Q: I think you make an interesting point about needing to understand why the product that you're marketing connects with people. Because I think you can't really create an effective marketing campaign if you don't know how you're connecting. Do you have any thoughts on how people develop that sense? Do you think that can be learned, or do you think that's innate?

A: I think there's a ton of ways to learn. Ultimately, marketing is a very simple formula. You are out to understand your customer and understand your product. The science and art of marketing is connecting the two. That is what we do. There are a ton of tools to understand both our customer and our product, a lot of quantitative and qualitative tools. But I think underpinning all of that is an innate sense of curiosity that we need as creative executives or marketing executives. If you don't have that curiosity, then all of those tools can be as sophisticated as you want, but they're not going to be put to use. So yeah, there's a lot we can do with art and science to understand our products and our customers, and it's incumbent upon us to really become subject-matter experts on both and then make the connections. 

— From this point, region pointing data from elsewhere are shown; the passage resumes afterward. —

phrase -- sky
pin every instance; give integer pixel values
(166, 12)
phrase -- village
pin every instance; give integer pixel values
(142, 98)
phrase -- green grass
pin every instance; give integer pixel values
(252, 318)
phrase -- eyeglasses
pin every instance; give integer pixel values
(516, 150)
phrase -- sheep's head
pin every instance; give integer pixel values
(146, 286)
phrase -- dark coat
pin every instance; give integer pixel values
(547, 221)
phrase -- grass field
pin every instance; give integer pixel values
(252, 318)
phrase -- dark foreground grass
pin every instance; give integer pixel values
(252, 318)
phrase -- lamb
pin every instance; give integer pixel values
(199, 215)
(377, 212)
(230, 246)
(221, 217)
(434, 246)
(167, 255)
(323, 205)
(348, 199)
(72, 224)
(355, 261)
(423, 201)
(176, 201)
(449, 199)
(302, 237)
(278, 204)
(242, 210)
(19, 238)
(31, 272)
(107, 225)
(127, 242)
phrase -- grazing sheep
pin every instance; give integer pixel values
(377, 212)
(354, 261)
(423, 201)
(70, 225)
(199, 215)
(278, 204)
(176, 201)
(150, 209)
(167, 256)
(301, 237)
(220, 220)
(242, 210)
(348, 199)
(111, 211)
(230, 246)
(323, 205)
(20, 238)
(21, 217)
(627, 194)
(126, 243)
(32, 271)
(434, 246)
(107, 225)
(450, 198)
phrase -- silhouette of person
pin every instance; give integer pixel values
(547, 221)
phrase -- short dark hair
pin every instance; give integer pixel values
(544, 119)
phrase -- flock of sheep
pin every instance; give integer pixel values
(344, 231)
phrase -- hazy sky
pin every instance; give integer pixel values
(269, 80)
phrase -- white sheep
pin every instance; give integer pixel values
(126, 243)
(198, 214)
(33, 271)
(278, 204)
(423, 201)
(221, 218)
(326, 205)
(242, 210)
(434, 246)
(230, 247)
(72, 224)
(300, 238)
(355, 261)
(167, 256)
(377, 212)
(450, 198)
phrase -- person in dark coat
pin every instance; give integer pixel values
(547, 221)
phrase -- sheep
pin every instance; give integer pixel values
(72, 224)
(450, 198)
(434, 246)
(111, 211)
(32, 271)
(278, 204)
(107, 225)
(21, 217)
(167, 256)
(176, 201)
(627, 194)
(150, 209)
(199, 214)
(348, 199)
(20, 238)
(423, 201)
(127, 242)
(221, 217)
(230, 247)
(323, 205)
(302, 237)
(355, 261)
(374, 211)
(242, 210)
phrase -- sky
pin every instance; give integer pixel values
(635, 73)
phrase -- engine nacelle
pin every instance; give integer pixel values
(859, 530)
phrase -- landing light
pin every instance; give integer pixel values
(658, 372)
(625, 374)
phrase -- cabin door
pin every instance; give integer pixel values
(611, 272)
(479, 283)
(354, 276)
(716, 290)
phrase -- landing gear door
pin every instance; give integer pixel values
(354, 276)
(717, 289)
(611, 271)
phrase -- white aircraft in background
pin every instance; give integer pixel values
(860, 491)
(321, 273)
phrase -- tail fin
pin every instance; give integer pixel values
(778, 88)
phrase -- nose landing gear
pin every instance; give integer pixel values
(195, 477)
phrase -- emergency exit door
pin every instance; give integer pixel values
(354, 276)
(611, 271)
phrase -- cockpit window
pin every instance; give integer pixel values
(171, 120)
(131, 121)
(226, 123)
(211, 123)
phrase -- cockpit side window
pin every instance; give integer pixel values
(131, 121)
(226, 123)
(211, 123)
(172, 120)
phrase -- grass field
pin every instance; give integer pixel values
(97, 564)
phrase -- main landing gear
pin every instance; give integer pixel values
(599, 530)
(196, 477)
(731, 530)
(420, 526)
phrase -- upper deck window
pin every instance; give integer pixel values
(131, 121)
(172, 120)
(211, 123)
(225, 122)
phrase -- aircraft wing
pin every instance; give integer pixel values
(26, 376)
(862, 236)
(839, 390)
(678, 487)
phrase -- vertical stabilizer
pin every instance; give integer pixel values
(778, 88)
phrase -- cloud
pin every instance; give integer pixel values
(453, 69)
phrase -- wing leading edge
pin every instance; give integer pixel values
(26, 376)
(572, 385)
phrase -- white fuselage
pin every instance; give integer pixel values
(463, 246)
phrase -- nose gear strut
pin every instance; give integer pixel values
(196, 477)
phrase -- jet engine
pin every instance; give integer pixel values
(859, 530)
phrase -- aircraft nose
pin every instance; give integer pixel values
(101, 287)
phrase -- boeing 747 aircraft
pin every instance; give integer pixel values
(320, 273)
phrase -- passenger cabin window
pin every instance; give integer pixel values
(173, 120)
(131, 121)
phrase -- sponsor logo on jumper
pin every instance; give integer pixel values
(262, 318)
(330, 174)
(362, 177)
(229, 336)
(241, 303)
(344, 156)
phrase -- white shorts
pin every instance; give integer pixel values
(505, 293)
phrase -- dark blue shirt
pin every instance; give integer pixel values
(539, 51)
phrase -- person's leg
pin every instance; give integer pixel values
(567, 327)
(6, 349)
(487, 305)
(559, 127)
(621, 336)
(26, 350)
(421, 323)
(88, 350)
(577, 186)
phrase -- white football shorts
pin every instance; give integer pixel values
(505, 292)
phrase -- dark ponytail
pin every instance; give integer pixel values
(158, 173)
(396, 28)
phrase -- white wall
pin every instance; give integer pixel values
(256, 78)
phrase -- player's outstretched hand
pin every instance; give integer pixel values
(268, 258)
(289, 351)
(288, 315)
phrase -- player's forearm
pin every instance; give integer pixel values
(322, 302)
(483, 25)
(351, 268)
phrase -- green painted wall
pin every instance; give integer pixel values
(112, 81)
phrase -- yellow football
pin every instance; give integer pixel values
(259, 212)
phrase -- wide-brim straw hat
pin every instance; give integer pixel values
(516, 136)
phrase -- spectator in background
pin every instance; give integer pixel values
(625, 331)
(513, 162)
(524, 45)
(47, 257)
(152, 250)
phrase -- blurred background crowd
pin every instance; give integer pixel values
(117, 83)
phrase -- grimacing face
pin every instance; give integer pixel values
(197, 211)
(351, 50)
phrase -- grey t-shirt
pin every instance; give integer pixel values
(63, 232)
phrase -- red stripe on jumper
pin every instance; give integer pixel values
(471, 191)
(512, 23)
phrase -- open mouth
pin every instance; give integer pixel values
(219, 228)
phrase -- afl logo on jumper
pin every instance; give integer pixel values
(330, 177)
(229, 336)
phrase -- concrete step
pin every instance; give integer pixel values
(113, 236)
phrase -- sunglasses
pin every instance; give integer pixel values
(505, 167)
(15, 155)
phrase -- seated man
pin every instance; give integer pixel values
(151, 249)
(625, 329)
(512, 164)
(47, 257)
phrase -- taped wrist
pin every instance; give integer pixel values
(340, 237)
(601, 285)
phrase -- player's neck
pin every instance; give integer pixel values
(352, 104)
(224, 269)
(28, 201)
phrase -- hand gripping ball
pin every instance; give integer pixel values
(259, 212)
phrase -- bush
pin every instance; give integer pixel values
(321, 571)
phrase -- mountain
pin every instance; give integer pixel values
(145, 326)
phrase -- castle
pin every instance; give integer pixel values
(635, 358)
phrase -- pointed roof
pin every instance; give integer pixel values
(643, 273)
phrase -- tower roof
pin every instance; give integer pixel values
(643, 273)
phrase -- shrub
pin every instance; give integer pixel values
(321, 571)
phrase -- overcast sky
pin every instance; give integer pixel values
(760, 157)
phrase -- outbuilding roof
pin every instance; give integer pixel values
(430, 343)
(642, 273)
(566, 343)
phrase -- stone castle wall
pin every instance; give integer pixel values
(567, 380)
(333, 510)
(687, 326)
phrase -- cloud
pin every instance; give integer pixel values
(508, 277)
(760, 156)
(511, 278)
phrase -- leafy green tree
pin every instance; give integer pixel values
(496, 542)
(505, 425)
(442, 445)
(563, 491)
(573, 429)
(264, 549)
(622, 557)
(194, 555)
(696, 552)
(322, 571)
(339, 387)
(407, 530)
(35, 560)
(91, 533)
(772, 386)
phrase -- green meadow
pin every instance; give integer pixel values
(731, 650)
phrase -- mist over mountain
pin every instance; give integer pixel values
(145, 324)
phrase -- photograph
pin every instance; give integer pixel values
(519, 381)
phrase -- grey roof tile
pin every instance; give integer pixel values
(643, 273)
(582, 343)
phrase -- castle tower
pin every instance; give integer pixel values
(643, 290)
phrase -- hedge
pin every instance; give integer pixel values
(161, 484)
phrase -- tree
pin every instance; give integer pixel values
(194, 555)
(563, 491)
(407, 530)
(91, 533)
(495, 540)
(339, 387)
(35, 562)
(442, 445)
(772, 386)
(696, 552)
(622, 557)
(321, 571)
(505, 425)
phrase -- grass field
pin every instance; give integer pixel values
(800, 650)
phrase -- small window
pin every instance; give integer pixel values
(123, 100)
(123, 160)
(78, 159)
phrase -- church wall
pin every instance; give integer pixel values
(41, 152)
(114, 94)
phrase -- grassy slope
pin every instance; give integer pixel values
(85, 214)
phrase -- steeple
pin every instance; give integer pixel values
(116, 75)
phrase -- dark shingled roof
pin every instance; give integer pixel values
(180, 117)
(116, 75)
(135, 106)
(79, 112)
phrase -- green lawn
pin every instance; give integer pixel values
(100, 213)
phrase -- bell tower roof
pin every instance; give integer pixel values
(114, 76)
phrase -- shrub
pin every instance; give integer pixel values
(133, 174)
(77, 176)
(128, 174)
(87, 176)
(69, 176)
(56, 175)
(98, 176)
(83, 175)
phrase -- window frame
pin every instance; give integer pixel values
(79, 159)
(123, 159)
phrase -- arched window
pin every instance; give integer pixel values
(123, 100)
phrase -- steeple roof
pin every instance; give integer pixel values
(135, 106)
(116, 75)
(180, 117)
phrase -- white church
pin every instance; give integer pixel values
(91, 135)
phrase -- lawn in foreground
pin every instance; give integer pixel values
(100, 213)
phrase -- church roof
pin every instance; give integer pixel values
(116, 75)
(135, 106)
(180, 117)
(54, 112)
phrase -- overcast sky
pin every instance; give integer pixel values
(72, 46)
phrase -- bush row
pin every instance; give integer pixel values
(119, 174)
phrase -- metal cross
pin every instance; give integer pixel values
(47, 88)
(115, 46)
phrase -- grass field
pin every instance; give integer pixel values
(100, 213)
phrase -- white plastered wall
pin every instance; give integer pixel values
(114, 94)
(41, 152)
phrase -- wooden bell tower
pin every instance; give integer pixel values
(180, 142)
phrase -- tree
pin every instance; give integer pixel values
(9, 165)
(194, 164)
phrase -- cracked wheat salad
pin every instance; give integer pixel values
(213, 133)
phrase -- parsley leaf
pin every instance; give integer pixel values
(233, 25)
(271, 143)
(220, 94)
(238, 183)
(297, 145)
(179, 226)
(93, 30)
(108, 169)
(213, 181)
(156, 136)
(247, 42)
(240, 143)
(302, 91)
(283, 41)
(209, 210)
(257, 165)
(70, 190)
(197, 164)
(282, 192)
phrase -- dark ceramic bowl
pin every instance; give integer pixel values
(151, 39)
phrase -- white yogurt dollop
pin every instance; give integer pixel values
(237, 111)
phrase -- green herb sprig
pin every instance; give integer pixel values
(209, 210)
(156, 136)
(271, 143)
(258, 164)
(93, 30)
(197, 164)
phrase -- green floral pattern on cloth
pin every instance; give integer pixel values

Q: What do you think makes a good mentor, and then conversely, what makes a good mentee? What qualities do you need to bring to the table to get the most out of the experience on both sides?

A: Expertise is important in a mentorship, but I think more than that is empathy. And the recognition that while you can pass along wisdom, each of us is experiencing our career in a very individual way, and there is no single path to success. We need to internalize wisdom and expertise as individuals and then apply it in ways that make sense for us and who we are and how we're constituted. I think mentors who  recognize that are really valuable.

Q: And then for mentees?

A: I think for them it’s curiosity. There needs to be a willingness to be vulnerable that we don't know everything. I think mentees need to be open to what's possible rather than following some sort of pre-formulated script. 

Q: How would you describe your own leadership style as you’ve worked with marketing teams over the years? 

A: I think the best leadership starts with clarity of purpose and vision and then communicating that to individual teams and to team members. Then it’s working with those teams and individuals on how they are going to contribute to that large goal, creating accountability along the way and being willing to challenge people to achieve excellence. I think we all wake up in the morning wanting to be successful in our roles, and I think a good leader and a good mentor provides us the tools and fuel to get there. 

Q: Why do you think that G.E.M.A., formerly Promax, is the right organization to be offering this type of  modern mentorship program as it is described?

A: I think G.E.M.A. is perfect. It's a community of enthusiastic fellow travelers who love advertising and marketing. The organization is perfectly suited to connect people at all stages of their careers. G.E.M.A. provides a platform through which many of us can unlock knowledge, make connections, and develop a network of people from all parts of the marketing landscape.